Among the seventh to tenth-grade students (ages 12 to 16), Davidson High School's principal David Rule saw a 90 percent reduction in behavioural issues related to phones in the school, such as bullying, confrontations between kids, and suspensions.
“After almost eight weeks in use, students are being more active in their breaks with plenty of handball and basketball taking place,” Rule stated in the school newsletter.
“In the library, I am witnessing card games, board games, and also groups of students sitting in circles and talking to each other.”
“Classrooms have effectively become phone-free, and this has allowed staff to focus on educating students.”
The trial began at the end of April 2022, when the school gave the students a lock-up phone pouch to have their phones put away during the day.
The students place their phones into the pouch and lock them at the beginning of the day and only unlock them as they leave school.
“I see this as a positive step to have students connect with each other and become more active,” Rule said.
“It is also an opportunity for the school to monitor any changes to social media issues that normally arise on a regular basis each week.”
The Australian Psychological Society found nearly 60 percent of young Australians are heavy social media users, connecting more than five times a day, with nearly a quarter being constantly connected.
Four in ten Australian teens also report having experienced a negative online experience in the last six months, such as receiving threats or abuse online, according to the Australian government's electronic safety commissioner.

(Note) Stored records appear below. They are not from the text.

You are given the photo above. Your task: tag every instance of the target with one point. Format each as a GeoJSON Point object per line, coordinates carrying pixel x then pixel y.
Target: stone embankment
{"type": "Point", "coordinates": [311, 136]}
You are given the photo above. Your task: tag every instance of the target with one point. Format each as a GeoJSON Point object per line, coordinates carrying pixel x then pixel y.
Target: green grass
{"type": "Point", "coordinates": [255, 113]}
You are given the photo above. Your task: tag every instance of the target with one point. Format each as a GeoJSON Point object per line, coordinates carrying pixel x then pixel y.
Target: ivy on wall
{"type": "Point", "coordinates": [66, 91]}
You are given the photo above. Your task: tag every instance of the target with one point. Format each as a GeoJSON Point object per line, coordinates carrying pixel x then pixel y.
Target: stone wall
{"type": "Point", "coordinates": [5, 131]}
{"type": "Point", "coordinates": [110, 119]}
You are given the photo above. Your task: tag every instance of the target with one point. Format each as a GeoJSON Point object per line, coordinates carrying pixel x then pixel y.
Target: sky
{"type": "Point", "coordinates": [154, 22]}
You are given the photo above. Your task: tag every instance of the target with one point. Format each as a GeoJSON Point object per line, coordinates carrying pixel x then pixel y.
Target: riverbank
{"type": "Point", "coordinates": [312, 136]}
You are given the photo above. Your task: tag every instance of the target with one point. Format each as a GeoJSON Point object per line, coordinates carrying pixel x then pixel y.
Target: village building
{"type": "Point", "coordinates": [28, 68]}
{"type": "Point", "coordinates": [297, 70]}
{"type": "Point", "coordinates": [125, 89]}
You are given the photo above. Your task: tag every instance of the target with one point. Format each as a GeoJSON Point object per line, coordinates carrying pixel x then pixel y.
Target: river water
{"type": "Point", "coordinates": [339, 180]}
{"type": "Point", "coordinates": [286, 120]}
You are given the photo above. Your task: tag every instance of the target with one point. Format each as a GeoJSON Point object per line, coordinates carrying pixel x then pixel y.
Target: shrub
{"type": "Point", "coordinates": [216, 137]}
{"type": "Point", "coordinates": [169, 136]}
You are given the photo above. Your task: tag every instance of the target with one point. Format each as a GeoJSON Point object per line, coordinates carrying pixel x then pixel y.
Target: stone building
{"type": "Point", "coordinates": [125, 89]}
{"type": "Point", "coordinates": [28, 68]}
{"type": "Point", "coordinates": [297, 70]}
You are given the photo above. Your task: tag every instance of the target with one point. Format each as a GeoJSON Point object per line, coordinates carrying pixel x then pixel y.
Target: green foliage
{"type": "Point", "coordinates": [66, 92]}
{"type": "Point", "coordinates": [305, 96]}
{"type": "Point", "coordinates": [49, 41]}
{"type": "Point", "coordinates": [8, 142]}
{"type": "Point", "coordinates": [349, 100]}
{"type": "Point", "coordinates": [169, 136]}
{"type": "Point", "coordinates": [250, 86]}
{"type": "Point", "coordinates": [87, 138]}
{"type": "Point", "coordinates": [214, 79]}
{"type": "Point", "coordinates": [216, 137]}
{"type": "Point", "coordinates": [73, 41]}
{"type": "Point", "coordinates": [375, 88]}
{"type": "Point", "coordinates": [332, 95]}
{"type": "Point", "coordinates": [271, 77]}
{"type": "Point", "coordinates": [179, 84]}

First School to Hit Headlines With Phone BanWauchope Public School became the first school in Australia to trial the lock-up phone technology in 2019, following an independent review that found a rise in cyberbullying, the sharing of explicit images, and a lack of focus in classrooms due to mobile devices.
Rather than banning phones, principal Glen Sawle said that the strategy is about managing screen time when the students are acquiring knowledge and skills.
“By using the pouches, the students are less distracted during the day on their social media and have a much greater focus and attention on the learning that's taking place in the classroom,” Sawle said.